Deux tableaux d’un artiste flamand du XVIIe siècle valaient-ils 500 000 euros en 2008 ? C’est ce qu’affirme Claude Guéant pour répondre aux informations du Canard enchaîné de ce matin. L’hebdomadaire révèle qu’au terme des deux perquisitions qui ont visé son domicile, dans le cadre de l’affaire Tapie et du financement de la campagne 2007 de Nicolas Sarkozy par la Libye de Kadhafi, les enquêteurs ont trouvé la trace d’un versement de 500 000 euros, venant d'un compte à l'étranger, sur un des comptes de l’ex-ministre de l’intérieur.

« Cet argent n'a strictement rien à voir avec un financement libyen, a déclaré Guéant sur RMC ce mardi. (…) Cet argent vient d'une transaction banale d'œuvre d'art. C'est juste le produit de cette vente. J'ai vendu ces tableaux à un avocat étranger. J'ai tous les justificatifs. Tout cela est une affaire privée et banale. »

Cette vente, si elle a bien eu lieu, s’est faite à des tarifs étonnants, vu la cote de l’auteur de ces deux marines, Andries Van Eertvelt, dont le Louvre ne détient pas un seul tableau. Un lecteur de Mediapart, féru de peinture classique, nous a mis sur la piste d’un lot de tableaux du même peintre qui avait été mis à la vente en juillet 2008 chez Drouot. Proposée par l’étude Baron-Ribeyre associés, cette paire de tableaux, des batailles navales, était estimée entre 150 000 et 200 000 euros (pour le lot). Mais elle n’a pas trouvé preneur.

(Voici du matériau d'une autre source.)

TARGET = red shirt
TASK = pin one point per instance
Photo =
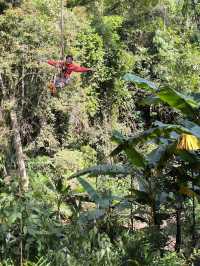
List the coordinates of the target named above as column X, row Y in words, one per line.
column 68, row 68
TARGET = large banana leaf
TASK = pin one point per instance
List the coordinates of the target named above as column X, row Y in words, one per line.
column 158, row 157
column 185, row 104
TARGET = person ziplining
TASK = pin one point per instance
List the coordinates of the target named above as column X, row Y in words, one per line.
column 67, row 67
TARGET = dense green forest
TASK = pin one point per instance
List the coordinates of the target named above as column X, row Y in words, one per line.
column 107, row 170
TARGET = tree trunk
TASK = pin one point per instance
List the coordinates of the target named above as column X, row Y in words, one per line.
column 24, row 181
column 178, row 224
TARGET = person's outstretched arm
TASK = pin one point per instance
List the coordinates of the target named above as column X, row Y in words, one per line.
column 81, row 69
column 55, row 63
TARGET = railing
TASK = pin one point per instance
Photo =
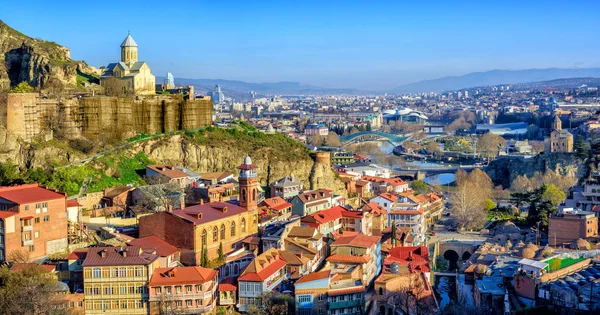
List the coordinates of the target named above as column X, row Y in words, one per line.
column 345, row 304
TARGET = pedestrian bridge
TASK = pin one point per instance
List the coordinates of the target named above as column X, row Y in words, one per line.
column 372, row 136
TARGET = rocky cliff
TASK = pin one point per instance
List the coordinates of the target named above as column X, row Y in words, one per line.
column 40, row 63
column 504, row 170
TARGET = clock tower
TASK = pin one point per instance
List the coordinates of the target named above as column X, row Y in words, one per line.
column 248, row 182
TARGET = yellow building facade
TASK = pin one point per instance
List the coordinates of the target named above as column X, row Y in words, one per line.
column 128, row 76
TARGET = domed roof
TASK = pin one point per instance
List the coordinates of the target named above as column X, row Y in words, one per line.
column 580, row 244
column 129, row 42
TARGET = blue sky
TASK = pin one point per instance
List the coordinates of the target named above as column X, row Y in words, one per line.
column 362, row 44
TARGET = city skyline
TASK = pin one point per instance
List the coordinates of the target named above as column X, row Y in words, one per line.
column 337, row 45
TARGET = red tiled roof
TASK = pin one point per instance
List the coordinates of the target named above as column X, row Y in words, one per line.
column 181, row 275
column 161, row 247
column 30, row 193
column 346, row 291
column 77, row 254
column 276, row 203
column 209, row 211
column 389, row 197
column 113, row 256
column 415, row 257
column 264, row 273
column 314, row 276
column 227, row 284
column 359, row 240
column 349, row 259
column 73, row 203
column 7, row 214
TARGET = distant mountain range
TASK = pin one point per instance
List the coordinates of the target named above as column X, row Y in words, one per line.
column 240, row 89
column 494, row 77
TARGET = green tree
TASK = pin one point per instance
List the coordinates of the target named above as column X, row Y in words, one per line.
column 419, row 186
column 553, row 194
column 9, row 174
column 489, row 205
column 22, row 87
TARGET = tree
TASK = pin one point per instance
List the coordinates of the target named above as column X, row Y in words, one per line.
column 553, row 194
column 419, row 186
column 489, row 144
column 489, row 205
column 29, row 291
column 22, row 87
column 468, row 206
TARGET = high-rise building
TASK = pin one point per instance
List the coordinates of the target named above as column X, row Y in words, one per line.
column 216, row 95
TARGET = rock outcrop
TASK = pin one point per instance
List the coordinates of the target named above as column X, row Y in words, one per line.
column 504, row 170
column 40, row 63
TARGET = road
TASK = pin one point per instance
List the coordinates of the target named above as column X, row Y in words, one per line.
column 442, row 234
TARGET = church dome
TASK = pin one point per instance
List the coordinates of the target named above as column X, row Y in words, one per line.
column 129, row 42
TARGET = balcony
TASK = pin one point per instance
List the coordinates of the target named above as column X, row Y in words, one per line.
column 345, row 304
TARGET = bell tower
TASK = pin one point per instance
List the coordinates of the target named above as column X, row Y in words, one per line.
column 129, row 51
column 248, row 182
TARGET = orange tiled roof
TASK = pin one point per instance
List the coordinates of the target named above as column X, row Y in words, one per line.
column 349, row 259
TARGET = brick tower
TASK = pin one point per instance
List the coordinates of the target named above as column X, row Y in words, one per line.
column 248, row 182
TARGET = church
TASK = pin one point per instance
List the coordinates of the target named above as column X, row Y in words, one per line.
column 560, row 140
column 129, row 76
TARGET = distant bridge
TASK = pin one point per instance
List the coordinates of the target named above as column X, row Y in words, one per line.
column 372, row 136
column 426, row 172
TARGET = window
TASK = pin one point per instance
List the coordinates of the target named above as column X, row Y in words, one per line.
column 304, row 298
column 96, row 273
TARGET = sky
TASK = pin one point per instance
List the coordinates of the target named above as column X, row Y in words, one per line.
column 344, row 44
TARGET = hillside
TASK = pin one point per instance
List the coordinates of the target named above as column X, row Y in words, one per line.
column 58, row 165
column 40, row 63
column 494, row 77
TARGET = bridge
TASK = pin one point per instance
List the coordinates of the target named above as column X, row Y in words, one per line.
column 421, row 173
column 372, row 136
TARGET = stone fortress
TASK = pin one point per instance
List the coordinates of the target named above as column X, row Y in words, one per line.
column 33, row 116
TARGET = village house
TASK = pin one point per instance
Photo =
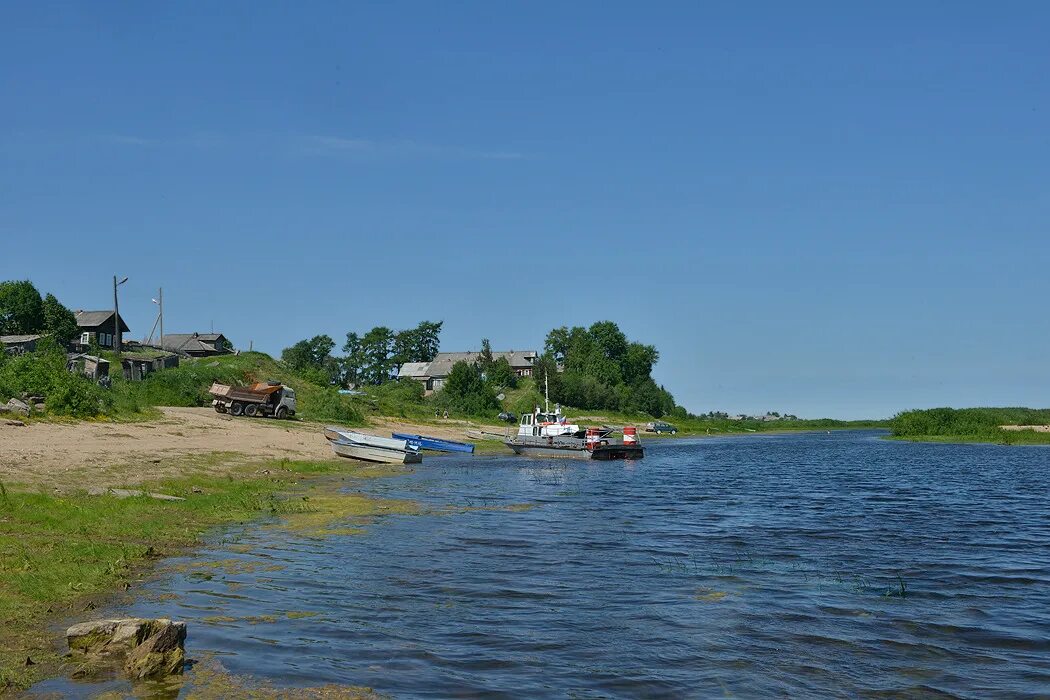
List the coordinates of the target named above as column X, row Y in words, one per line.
column 91, row 366
column 97, row 326
column 19, row 344
column 139, row 365
column 435, row 373
column 196, row 344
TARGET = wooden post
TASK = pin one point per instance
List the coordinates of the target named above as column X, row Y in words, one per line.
column 117, row 321
column 160, row 300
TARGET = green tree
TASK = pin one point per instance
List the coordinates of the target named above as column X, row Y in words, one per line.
column 376, row 354
column 59, row 321
column 313, row 359
column 353, row 361
column 427, row 341
column 21, row 309
column 558, row 342
column 465, row 390
column 609, row 340
column 638, row 361
column 500, row 375
column 485, row 357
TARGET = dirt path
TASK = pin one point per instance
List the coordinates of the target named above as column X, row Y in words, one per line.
column 92, row 454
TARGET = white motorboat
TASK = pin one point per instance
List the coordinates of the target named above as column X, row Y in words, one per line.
column 372, row 448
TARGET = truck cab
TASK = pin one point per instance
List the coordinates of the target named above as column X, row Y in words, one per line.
column 287, row 401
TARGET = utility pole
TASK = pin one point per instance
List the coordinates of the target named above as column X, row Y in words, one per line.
column 117, row 316
column 160, row 300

Le catalogue de la vente est encore disponible sur le net, les tableaux sont présentés dans le lot n° 86. Les voici (cliquez sur l'image pour la voir en grand format) :

 

© BaronRibeyre.com

 

Il ne semble pas s'agir des tableaux détenus par Guéant. Bien que le peintre, le sujet et les dates concordent, l'ex-ministre a indiqué sur Canal+ que ces tableaux, désormais propriété d'un avocat« malaisien » étaient de petite dimension : « environ 30 cm sur 60, peintes sur bois. » Les tableaux repertoriés par Baron-Ribeyre sont plus grandes (109 x 159 cm).

Le mystère persiste donc sur le prix de la transaction : les petits tableaux de Guéant se sont vendus plus de deux fois plus chers que l'estimation faite pour les grandes toiles. Et sans doute à une valeur bien plus élevée que la cote officielle de l’artiste. À la même période, une autre marine de Van Eertvelt s'est vendue à Munichpour 17 000 euros. Et chez Sotheby’s, son tableau le plus cher s’est vendu à 168 750 euros en mai 2010. Cela n'a pas empêché Claude Guéant d'indiquer mardi soir sur Europe 1 : « Vous pouvez regarder Internet, c'est à peu près ça. » Mais il était convenu plus tôt : « C'est vrai, j'ai fait une bonne affaire. »

Des fonds spéciaux toujours distribués après l'interdiction de Jospin en 2001 ?

Par ailleurs, Claude Guéant s’est livré à des déclarations étonnantes pour justifier des paiements en liquide qui intriguent aussi les enquêteurs. Il assure que l’argent venait des primes en liquide versées aux collaborateurs ministériels : « Les factures en liquide portent sur des montants modestes (20 000 euros). Cela vient de primes payées en liquide. Elles n'ont pas été déclarées car ce n'était pas l'usage. A posteriori, on se dit que c'était anormal. D'ailleurs, ça a été modifié », a-t-il déclaré. Problème, Lionel Jospin est censé avoir officiellement mis fin à cette distribution des« fonds spéciaux » en 2001.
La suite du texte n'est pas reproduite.